Behrens contended that he had been made a fall guy by school district Superintendent Cary Matsuoka and the school board in the wake of a video and chatroom incident involving a handful of San Marcos students explaining the need for 16 female students “to be eradicated” at San Marcos and other local public schools. The video featured a student showing how to use a musket and a bayonet; he referred to the girls to be eliminated as “thots,” which stands for “that ho over there.”
Behrens was terminated in March 2018 as uproar over that incident was peaking. School parents were upset by the lack of clear and timely information communicated by the district at the time of the incident and what disciplinary actions had been taken against students involved.
Behrens’s termination proved to be politically charged, given not-so-subliminal ethnic tensions then bubbling up at the San Marcos campus.

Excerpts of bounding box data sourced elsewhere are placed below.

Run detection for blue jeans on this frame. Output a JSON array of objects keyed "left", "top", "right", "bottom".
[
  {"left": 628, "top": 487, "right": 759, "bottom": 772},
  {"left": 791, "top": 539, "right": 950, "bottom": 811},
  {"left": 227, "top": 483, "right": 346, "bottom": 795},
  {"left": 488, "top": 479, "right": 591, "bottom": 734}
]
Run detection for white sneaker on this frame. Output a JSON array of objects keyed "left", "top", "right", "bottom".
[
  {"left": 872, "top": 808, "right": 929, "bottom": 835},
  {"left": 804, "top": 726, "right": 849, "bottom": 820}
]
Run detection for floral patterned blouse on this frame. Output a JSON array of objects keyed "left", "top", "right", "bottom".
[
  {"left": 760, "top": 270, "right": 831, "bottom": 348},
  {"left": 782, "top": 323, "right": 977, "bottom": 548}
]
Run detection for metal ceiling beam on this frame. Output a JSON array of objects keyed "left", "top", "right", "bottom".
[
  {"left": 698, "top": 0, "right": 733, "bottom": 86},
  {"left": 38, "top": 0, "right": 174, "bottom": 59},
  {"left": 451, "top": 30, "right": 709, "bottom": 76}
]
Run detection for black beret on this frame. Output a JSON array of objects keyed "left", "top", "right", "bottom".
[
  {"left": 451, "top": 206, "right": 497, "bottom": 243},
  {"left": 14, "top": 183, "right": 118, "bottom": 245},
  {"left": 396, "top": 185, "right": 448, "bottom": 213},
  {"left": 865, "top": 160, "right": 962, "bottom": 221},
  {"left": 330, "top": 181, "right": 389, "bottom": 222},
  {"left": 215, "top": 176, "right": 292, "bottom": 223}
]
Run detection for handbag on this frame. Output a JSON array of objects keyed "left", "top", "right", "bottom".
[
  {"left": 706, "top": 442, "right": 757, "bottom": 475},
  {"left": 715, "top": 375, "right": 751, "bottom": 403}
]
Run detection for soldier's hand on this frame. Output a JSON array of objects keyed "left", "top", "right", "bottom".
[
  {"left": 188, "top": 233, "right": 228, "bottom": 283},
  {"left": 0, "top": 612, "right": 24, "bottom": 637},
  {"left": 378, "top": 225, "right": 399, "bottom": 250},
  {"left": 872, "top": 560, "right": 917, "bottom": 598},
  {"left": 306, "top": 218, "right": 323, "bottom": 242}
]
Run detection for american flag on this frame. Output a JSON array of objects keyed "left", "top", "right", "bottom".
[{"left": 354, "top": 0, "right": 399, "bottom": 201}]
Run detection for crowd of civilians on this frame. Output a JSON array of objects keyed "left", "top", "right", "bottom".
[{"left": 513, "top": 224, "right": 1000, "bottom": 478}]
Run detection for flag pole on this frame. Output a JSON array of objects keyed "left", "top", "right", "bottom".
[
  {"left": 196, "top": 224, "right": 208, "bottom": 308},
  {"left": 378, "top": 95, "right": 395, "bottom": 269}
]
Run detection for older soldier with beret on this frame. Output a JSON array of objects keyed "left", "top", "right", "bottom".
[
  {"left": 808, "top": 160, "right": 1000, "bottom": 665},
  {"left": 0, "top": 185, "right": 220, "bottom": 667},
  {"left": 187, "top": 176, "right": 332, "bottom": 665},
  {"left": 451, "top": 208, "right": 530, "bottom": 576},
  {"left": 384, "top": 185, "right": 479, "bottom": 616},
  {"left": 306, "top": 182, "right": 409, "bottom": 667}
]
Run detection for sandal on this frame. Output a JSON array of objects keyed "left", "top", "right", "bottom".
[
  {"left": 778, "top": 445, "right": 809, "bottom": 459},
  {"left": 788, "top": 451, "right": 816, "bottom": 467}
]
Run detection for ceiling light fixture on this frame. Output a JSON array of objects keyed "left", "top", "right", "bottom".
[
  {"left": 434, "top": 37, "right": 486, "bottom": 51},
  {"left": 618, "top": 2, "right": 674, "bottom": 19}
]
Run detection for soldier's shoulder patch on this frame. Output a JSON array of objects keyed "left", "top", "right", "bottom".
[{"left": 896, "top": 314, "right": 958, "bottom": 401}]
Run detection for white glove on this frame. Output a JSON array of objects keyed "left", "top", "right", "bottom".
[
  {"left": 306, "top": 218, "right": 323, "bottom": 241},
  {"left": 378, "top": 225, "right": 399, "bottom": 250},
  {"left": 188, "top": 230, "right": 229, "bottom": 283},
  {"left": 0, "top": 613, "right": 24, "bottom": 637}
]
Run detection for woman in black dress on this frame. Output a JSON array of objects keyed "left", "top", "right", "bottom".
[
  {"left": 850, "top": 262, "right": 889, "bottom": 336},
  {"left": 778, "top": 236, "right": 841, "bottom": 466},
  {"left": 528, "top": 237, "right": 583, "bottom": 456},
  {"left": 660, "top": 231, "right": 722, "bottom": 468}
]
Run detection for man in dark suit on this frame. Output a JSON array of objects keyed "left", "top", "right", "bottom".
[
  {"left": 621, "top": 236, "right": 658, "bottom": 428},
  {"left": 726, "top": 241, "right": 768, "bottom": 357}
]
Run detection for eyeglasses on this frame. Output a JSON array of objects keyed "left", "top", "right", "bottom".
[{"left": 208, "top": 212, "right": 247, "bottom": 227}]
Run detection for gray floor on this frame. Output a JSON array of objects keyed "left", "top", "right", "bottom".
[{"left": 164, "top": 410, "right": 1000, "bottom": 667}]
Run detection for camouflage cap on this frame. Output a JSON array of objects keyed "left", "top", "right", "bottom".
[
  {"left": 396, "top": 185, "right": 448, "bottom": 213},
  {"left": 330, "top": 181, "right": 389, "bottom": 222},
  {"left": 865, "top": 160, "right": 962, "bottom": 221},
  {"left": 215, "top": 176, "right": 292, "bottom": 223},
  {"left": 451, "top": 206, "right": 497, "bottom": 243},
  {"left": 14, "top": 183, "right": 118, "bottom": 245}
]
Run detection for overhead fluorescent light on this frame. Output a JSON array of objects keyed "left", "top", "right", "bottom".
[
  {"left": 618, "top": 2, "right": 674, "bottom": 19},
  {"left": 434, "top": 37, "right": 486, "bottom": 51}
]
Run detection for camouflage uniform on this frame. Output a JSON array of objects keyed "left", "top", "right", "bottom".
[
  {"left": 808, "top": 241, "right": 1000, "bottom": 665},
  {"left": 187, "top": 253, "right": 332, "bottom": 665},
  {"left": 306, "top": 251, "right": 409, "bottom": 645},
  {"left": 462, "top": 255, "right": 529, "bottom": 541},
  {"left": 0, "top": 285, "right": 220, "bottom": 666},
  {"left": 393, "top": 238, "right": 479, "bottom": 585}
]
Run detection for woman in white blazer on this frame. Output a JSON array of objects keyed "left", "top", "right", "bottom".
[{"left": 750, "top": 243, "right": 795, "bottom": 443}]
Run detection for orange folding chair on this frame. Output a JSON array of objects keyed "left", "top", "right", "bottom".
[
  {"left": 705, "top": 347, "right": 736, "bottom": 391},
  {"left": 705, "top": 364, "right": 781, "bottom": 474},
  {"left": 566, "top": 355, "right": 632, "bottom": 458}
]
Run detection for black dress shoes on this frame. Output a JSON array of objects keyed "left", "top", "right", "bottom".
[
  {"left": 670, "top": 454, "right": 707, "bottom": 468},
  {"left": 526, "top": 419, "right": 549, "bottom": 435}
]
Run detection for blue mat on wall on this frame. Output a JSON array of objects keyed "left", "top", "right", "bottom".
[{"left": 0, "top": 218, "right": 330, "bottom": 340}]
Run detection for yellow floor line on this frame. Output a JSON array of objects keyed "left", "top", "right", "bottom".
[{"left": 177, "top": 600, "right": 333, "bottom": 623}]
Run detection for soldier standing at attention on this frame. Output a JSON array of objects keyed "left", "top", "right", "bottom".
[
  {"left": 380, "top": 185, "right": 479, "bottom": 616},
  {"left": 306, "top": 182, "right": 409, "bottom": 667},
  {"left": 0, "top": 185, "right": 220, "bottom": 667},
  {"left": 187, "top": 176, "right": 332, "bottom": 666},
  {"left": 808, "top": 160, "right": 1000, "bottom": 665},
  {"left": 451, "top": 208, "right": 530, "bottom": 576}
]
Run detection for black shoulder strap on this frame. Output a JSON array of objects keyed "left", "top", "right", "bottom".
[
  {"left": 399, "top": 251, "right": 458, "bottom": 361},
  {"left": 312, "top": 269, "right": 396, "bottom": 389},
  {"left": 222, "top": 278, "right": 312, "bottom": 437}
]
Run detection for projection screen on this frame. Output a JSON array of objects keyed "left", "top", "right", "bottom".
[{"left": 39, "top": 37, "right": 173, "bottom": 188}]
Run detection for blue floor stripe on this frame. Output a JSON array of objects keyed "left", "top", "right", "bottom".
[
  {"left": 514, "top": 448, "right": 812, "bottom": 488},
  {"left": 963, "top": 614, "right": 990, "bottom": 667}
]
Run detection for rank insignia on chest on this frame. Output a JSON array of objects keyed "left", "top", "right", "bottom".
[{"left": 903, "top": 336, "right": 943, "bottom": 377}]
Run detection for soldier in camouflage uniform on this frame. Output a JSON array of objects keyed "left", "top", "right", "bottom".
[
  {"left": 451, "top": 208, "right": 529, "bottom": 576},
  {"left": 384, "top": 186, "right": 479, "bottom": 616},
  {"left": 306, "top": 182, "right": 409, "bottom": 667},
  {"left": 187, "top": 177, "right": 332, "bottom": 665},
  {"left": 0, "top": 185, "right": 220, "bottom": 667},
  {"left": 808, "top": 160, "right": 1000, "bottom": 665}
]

Behrens enjoyed greater support and popularity from whiter and more affluent families, while Latino families were more critical of ethnic disparities in resource allocation and test scores. Behrens argued that he was unlawfully denied his right to pursue his “liberty interest,” his chosen profession as high school administrator.
In her tentative court ruling on Friday, Judge Pauline Maxwell rejected Behrens’s “liberty interest argument” in her tentative ruling published Friday. More than that, her final ruling will bar Behrens from trying the case again by filing an amended version of the same complaint. Behrens will not be barred, however, from appealing Maxwell’s ruling. The judge decided Wednesday morning to write her final ruling in the coming days.
This story was clarified on August 21 to reflect the difference between Judge Maxwell’s tentative and final rulings.